“La voce della luna” ultimo film di Federico Fellini del 1990 è ispirato alla stessa opera di Ermanno Cavazzoni che oggi Emanuele Arrigazzi mette in scena in una nuova versione, prodotto da Casa degli Alfieri con le scenografie dell’artista visionario Fabio Gandossi.

“Il Poema dei lunatici” diventa così uno spettacolo teatrale in cui un unico attore rievoca e tratteggia i numerosi personaggi surreali, lunatici e cinici, reali e irreali, in una sfilata infinita di incontri e di scontri.

Come Alice nel paese delle meraviglie, il protagonista della nostra storia cade in un mondo fatto di paradossi, nonsensi e assurdità, un mondo in cui il racconto perde il senso della realtà, perde il filo della trama e ci catapulta letteralmente in un sogno, un viaggio allucinato e poetico, filosofico e non consequenziale dove non si deve seguire il filo di una storia ma farsi ipnotizzare da essa.

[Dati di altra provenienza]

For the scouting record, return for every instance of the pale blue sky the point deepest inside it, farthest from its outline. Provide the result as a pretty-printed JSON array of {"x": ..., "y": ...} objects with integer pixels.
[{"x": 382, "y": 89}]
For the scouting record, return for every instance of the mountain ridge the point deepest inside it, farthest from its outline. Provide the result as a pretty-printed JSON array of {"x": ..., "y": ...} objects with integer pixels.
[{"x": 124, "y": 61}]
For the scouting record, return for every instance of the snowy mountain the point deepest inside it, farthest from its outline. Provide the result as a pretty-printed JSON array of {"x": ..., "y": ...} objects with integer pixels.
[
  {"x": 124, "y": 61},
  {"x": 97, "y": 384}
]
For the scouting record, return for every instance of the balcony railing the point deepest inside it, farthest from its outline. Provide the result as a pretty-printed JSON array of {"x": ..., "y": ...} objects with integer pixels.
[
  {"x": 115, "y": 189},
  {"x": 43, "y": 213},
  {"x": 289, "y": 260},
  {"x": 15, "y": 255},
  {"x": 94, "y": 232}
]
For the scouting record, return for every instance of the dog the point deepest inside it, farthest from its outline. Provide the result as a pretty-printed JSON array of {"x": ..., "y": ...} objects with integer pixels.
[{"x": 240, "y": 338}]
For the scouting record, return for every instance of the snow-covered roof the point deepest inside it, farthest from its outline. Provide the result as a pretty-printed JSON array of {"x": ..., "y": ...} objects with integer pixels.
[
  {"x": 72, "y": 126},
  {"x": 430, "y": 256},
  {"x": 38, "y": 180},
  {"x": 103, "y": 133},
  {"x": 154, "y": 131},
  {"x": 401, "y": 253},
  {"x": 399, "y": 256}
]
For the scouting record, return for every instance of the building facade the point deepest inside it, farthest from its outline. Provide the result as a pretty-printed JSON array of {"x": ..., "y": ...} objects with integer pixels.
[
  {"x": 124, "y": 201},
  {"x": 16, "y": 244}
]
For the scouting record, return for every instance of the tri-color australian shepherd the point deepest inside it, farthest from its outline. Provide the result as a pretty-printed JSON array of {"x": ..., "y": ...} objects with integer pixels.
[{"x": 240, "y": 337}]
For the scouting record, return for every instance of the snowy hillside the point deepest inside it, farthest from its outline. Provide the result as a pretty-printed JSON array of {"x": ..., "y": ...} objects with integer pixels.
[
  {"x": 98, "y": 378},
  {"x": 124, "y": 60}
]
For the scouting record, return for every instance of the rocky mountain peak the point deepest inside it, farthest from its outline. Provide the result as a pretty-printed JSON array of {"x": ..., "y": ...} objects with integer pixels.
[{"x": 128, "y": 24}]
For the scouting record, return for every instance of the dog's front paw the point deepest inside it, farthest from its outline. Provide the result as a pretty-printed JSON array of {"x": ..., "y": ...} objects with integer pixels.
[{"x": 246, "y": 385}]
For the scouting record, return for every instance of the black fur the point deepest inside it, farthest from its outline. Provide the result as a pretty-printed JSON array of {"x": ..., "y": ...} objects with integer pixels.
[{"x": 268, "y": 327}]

Come in un sogno incontriamo e ascoltiamo personaggi e piccole storie senza seguire un filo logico, senza voler creare una trama ma volendo far nascere nello spettatore il senso di stordimento tipico dell’emozione, ora con il divertimento ora con la commozione, entriamo nella tana del bianconiglio e diventiamo ora microscopici e ora enormi per guardare il mondo sotto una lente deformata per vivere una storia più che per farcela raccontare.